Group test: Shakespeare “sonnet 71” sources (2018)

Group test: mongolian folk song (2015)

Group test: repository search tools (2015)

Group test: “mountain gorillas” tourism (2015)

Group test: marine microplastic biodegradation (2015)

Group test: Salem Mather “witch trials” (2014)

Group test: “Alan Moore” Watchmen (2014)

Group test: “Tristram Shandy” reception (2014)

Group test: what is history carr (2014)

Group test: “frontier thesis” (2013)

Group test: Galerius (2011)

5 thoughts on “Group tests”

  1. why have yo not included the very ground breaking work ‘Social Deprivation Mindset’ which was peer reviewed by the British Journal of Community Justice. As university students it is vital that we have this kind of information.

    • Because it costs £7.50 to buy, and JURN only indexes open access (i.e.: free) papers. Even if it were an open access journal, JURN does not index individual social studies / social work / education journals.

      I understand that the department which produced the journal has recently collapsed and was closed down by the university in early January 2017, and that as a consequence this journal’s archives are set be transferred to the university repository. There they will presumably (eventually) become free to the public. Since JURN already indexes the full-text articles hosted at this repository – dora.dmu.ac.uk – the article you refer to will then show up on JURN searches.

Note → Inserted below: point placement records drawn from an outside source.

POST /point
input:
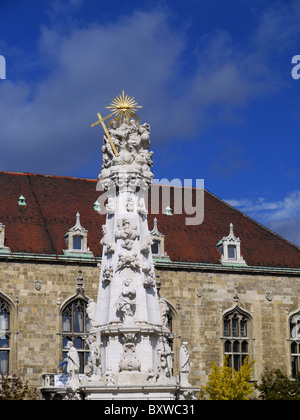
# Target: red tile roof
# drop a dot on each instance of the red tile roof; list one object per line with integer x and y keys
{"x": 53, "y": 201}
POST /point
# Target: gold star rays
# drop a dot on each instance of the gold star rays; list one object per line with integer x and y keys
{"x": 123, "y": 108}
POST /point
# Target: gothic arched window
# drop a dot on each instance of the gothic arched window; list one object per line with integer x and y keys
{"x": 236, "y": 326}
{"x": 295, "y": 343}
{"x": 4, "y": 336}
{"x": 75, "y": 327}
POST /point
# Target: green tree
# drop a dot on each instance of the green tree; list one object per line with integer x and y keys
{"x": 225, "y": 383}
{"x": 13, "y": 388}
{"x": 275, "y": 385}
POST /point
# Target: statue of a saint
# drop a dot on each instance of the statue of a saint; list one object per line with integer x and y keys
{"x": 126, "y": 301}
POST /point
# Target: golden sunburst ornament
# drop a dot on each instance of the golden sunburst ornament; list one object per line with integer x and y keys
{"x": 123, "y": 107}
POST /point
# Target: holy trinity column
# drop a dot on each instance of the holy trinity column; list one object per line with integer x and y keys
{"x": 128, "y": 320}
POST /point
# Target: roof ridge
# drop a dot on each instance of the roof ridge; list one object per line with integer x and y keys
{"x": 47, "y": 175}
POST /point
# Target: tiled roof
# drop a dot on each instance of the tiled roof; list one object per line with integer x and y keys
{"x": 53, "y": 201}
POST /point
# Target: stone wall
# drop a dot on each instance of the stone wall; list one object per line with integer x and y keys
{"x": 37, "y": 292}
{"x": 201, "y": 299}
{"x": 35, "y": 319}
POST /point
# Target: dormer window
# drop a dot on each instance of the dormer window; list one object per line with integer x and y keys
{"x": 22, "y": 201}
{"x": 155, "y": 247}
{"x": 230, "y": 249}
{"x": 76, "y": 240}
{"x": 3, "y": 248}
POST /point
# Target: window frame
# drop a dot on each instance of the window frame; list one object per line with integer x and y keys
{"x": 76, "y": 333}
{"x": 5, "y": 332}
{"x": 294, "y": 344}
{"x": 236, "y": 329}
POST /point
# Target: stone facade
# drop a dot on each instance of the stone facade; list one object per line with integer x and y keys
{"x": 198, "y": 296}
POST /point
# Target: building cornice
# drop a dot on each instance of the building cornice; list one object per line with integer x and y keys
{"x": 160, "y": 264}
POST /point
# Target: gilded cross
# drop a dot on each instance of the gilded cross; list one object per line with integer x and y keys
{"x": 101, "y": 121}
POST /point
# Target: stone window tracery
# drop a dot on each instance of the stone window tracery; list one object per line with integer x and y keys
{"x": 75, "y": 327}
{"x": 236, "y": 326}
{"x": 5, "y": 334}
{"x": 295, "y": 343}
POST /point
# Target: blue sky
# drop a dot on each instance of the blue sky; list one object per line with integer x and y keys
{"x": 214, "y": 79}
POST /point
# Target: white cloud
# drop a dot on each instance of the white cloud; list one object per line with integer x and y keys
{"x": 282, "y": 216}
{"x": 45, "y": 123}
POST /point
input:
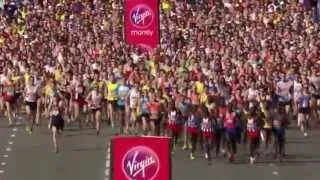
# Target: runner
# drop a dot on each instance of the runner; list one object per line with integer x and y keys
{"x": 94, "y": 99}
{"x": 122, "y": 93}
{"x": 230, "y": 125}
{"x": 174, "y": 126}
{"x": 193, "y": 124}
{"x": 31, "y": 95}
{"x": 207, "y": 129}
{"x": 278, "y": 127}
{"x": 253, "y": 133}
{"x": 56, "y": 122}
{"x": 304, "y": 110}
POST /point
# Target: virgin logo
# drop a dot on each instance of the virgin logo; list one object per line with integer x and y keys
{"x": 141, "y": 16}
{"x": 140, "y": 163}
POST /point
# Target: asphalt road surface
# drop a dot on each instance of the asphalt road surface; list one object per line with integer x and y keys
{"x": 83, "y": 157}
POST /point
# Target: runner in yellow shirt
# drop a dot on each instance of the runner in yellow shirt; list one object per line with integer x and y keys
{"x": 112, "y": 99}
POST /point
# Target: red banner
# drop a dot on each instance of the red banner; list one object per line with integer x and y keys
{"x": 142, "y": 23}
{"x": 140, "y": 158}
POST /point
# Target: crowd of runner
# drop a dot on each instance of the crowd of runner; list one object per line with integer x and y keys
{"x": 226, "y": 72}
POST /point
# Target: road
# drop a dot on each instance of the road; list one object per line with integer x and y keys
{"x": 82, "y": 157}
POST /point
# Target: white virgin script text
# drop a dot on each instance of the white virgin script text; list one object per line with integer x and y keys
{"x": 139, "y": 167}
{"x": 139, "y": 18}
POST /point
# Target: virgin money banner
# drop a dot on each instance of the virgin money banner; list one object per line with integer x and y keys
{"x": 140, "y": 158}
{"x": 141, "y": 19}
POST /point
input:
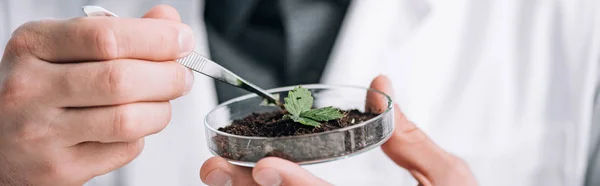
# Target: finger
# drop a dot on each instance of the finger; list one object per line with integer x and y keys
{"x": 376, "y": 102}
{"x": 124, "y": 123}
{"x": 276, "y": 171}
{"x": 96, "y": 158}
{"x": 165, "y": 12}
{"x": 118, "y": 82}
{"x": 410, "y": 147}
{"x": 102, "y": 38}
{"x": 216, "y": 171}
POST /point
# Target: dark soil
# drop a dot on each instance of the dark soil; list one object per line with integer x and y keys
{"x": 300, "y": 149}
{"x": 271, "y": 124}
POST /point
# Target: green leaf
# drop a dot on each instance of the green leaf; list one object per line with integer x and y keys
{"x": 322, "y": 114}
{"x": 266, "y": 102}
{"x": 298, "y": 101}
{"x": 304, "y": 121}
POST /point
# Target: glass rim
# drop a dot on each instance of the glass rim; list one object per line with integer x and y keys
{"x": 287, "y": 88}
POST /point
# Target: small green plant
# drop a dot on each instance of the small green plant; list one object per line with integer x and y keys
{"x": 299, "y": 104}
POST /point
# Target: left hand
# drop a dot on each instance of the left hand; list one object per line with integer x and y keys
{"x": 408, "y": 147}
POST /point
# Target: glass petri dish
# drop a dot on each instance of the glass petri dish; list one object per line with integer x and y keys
{"x": 304, "y": 149}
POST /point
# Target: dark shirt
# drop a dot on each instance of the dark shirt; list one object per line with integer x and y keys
{"x": 272, "y": 43}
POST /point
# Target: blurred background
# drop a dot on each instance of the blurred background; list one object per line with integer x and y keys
{"x": 507, "y": 85}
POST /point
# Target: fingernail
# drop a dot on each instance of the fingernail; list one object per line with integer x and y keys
{"x": 218, "y": 178}
{"x": 268, "y": 177}
{"x": 189, "y": 81}
{"x": 186, "y": 41}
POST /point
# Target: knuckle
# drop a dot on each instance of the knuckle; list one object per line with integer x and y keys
{"x": 98, "y": 34}
{"x": 28, "y": 132}
{"x": 106, "y": 42}
{"x": 125, "y": 123}
{"x": 179, "y": 82}
{"x": 54, "y": 170}
{"x": 130, "y": 151}
{"x": 20, "y": 41}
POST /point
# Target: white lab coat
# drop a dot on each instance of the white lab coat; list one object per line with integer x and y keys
{"x": 507, "y": 85}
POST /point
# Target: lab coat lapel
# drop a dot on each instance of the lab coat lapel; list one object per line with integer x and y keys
{"x": 370, "y": 30}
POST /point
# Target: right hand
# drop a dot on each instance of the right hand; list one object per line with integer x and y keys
{"x": 78, "y": 96}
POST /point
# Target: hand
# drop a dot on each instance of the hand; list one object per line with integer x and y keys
{"x": 77, "y": 96}
{"x": 408, "y": 147}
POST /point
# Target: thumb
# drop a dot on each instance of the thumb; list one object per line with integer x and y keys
{"x": 163, "y": 12}
{"x": 412, "y": 149}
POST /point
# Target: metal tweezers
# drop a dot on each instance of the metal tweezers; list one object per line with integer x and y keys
{"x": 201, "y": 64}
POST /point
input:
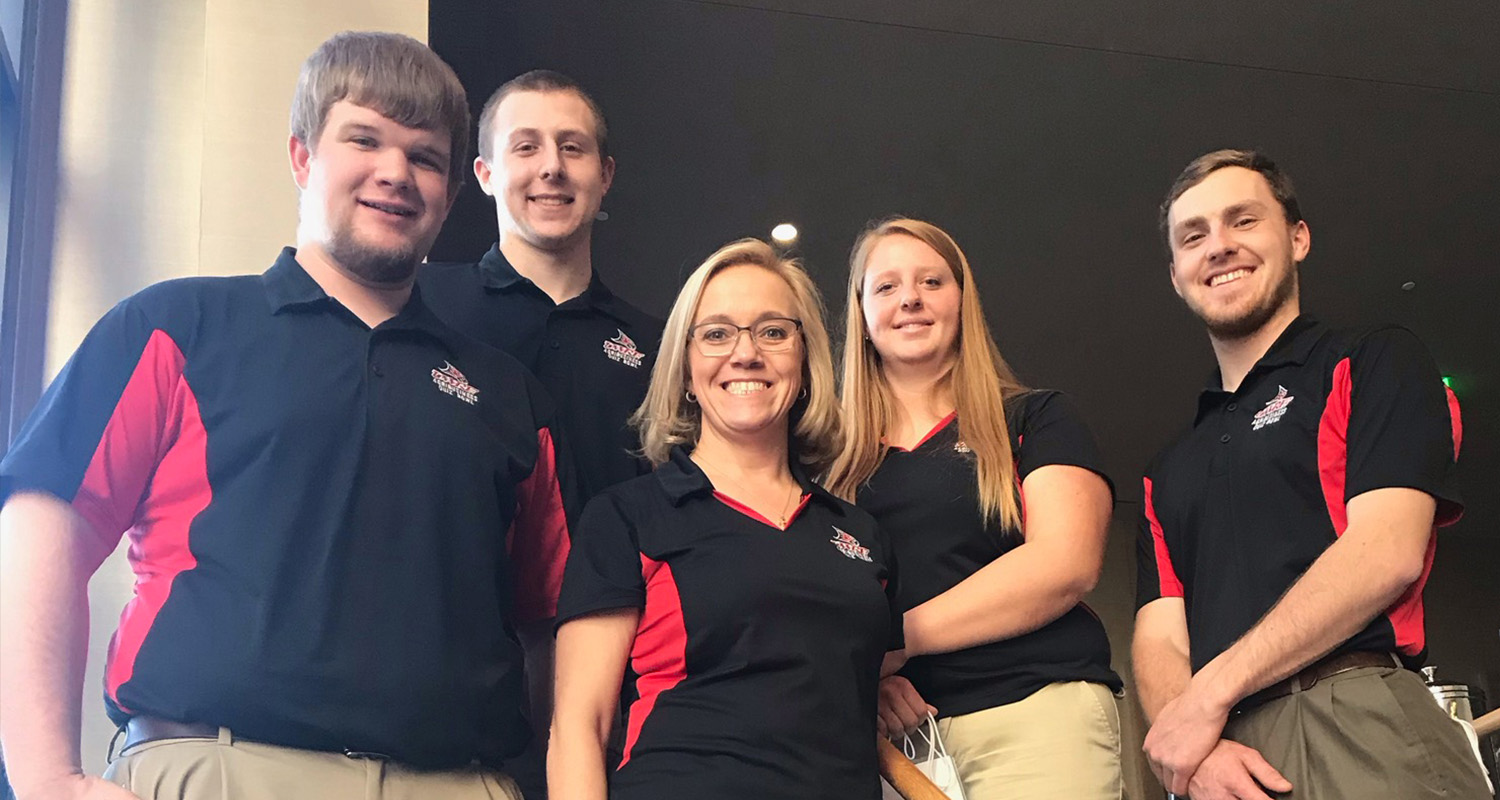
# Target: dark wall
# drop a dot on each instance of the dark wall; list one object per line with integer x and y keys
{"x": 1043, "y": 135}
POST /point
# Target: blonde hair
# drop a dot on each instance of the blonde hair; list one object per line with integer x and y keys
{"x": 392, "y": 74}
{"x": 666, "y": 419}
{"x": 980, "y": 380}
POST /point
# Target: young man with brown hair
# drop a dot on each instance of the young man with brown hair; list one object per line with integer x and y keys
{"x": 338, "y": 505}
{"x": 543, "y": 155}
{"x": 1289, "y": 533}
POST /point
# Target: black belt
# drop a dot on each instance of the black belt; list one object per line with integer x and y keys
{"x": 149, "y": 728}
{"x": 1317, "y": 671}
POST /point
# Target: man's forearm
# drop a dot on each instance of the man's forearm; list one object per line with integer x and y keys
{"x": 47, "y": 554}
{"x": 1160, "y": 677}
{"x": 1160, "y": 656}
{"x": 1355, "y": 580}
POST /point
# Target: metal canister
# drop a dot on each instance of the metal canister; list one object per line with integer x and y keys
{"x": 1454, "y": 698}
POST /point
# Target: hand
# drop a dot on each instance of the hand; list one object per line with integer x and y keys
{"x": 1235, "y": 772}
{"x": 902, "y": 709}
{"x": 1184, "y": 734}
{"x": 75, "y": 787}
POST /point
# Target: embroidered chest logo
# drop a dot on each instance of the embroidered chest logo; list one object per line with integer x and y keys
{"x": 623, "y": 348}
{"x": 452, "y": 381}
{"x": 1274, "y": 410}
{"x": 849, "y": 545}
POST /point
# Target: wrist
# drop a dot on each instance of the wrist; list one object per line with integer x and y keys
{"x": 912, "y": 635}
{"x": 1214, "y": 691}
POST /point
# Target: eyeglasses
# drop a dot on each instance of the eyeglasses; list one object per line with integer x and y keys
{"x": 771, "y": 335}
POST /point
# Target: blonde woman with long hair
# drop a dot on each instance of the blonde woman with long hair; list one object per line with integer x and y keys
{"x": 996, "y": 503}
{"x": 752, "y": 608}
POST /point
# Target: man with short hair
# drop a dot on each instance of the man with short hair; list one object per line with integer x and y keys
{"x": 339, "y": 508}
{"x": 543, "y": 155}
{"x": 1289, "y": 533}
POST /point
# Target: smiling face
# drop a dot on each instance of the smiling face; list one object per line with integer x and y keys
{"x": 747, "y": 393}
{"x": 911, "y": 302}
{"x": 374, "y": 192}
{"x": 1233, "y": 255}
{"x": 546, "y": 171}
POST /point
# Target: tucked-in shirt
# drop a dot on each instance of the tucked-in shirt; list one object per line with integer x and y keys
{"x": 332, "y": 527}
{"x": 1241, "y": 505}
{"x": 593, "y": 353}
{"x": 927, "y": 500}
{"x": 758, "y": 653}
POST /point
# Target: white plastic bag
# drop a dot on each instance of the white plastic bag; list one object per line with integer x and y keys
{"x": 938, "y": 766}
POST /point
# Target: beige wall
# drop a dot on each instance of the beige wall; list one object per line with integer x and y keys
{"x": 173, "y": 162}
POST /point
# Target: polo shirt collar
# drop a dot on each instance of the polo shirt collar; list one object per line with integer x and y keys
{"x": 497, "y": 273}
{"x": 288, "y": 284}
{"x": 1292, "y": 348}
{"x": 683, "y": 478}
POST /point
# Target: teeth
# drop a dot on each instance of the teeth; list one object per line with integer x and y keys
{"x": 746, "y": 387}
{"x": 398, "y": 210}
{"x": 1227, "y": 276}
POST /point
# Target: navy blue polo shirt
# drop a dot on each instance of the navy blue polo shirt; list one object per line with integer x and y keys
{"x": 927, "y": 500}
{"x": 593, "y": 353}
{"x": 1239, "y": 506}
{"x": 333, "y": 527}
{"x": 758, "y": 653}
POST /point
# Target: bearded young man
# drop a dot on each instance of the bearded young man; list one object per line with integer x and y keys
{"x": 338, "y": 505}
{"x": 1289, "y": 533}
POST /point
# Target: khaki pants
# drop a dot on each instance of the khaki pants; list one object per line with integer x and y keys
{"x": 1367, "y": 734}
{"x": 224, "y": 769}
{"x": 1061, "y": 742}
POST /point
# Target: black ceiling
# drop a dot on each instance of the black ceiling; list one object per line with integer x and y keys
{"x": 1043, "y": 135}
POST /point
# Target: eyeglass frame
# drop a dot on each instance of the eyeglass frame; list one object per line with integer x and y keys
{"x": 755, "y": 341}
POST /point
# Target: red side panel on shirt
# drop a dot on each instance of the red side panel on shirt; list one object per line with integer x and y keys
{"x": 1406, "y": 616}
{"x": 539, "y": 539}
{"x": 155, "y": 430}
{"x": 660, "y": 650}
{"x": 1167, "y": 583}
{"x": 1332, "y": 446}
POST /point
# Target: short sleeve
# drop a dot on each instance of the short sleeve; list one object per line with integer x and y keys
{"x": 1052, "y": 431}
{"x": 1155, "y": 575}
{"x": 603, "y": 571}
{"x": 1401, "y": 430}
{"x": 98, "y": 431}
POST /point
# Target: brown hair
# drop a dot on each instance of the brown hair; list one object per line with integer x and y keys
{"x": 537, "y": 80}
{"x": 980, "y": 380}
{"x": 392, "y": 74}
{"x": 1208, "y": 164}
{"x": 666, "y": 419}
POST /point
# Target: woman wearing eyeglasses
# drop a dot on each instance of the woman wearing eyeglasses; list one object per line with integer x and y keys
{"x": 998, "y": 508}
{"x": 749, "y": 608}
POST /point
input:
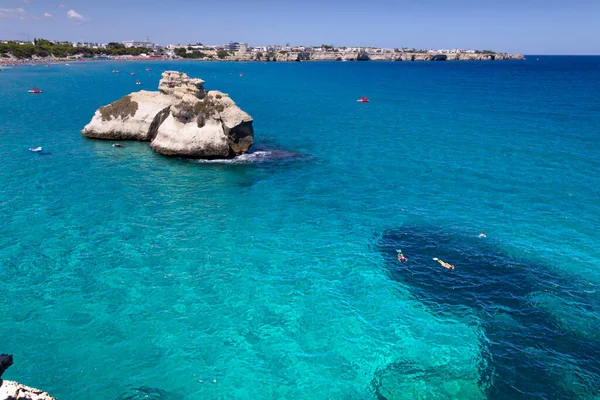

      However, a search for “Social Deprivation Mindset” on both JURN and Google Scholar shows that the idea has had only a very glancing consideration in the scholarly literature (three remarks found via Google Scholar, one duplicate on JURN). Which shows that it has hardly been noticed in the years since it appeared in 2013, and has not been taken up or used by academics or practitioners. As such, it cannot seriously be judged to be a ‘vital’ article. Indeed, it was not even a research article – the editor of that issue referred to it in his Introduction as the journal’s “Thought Piece”.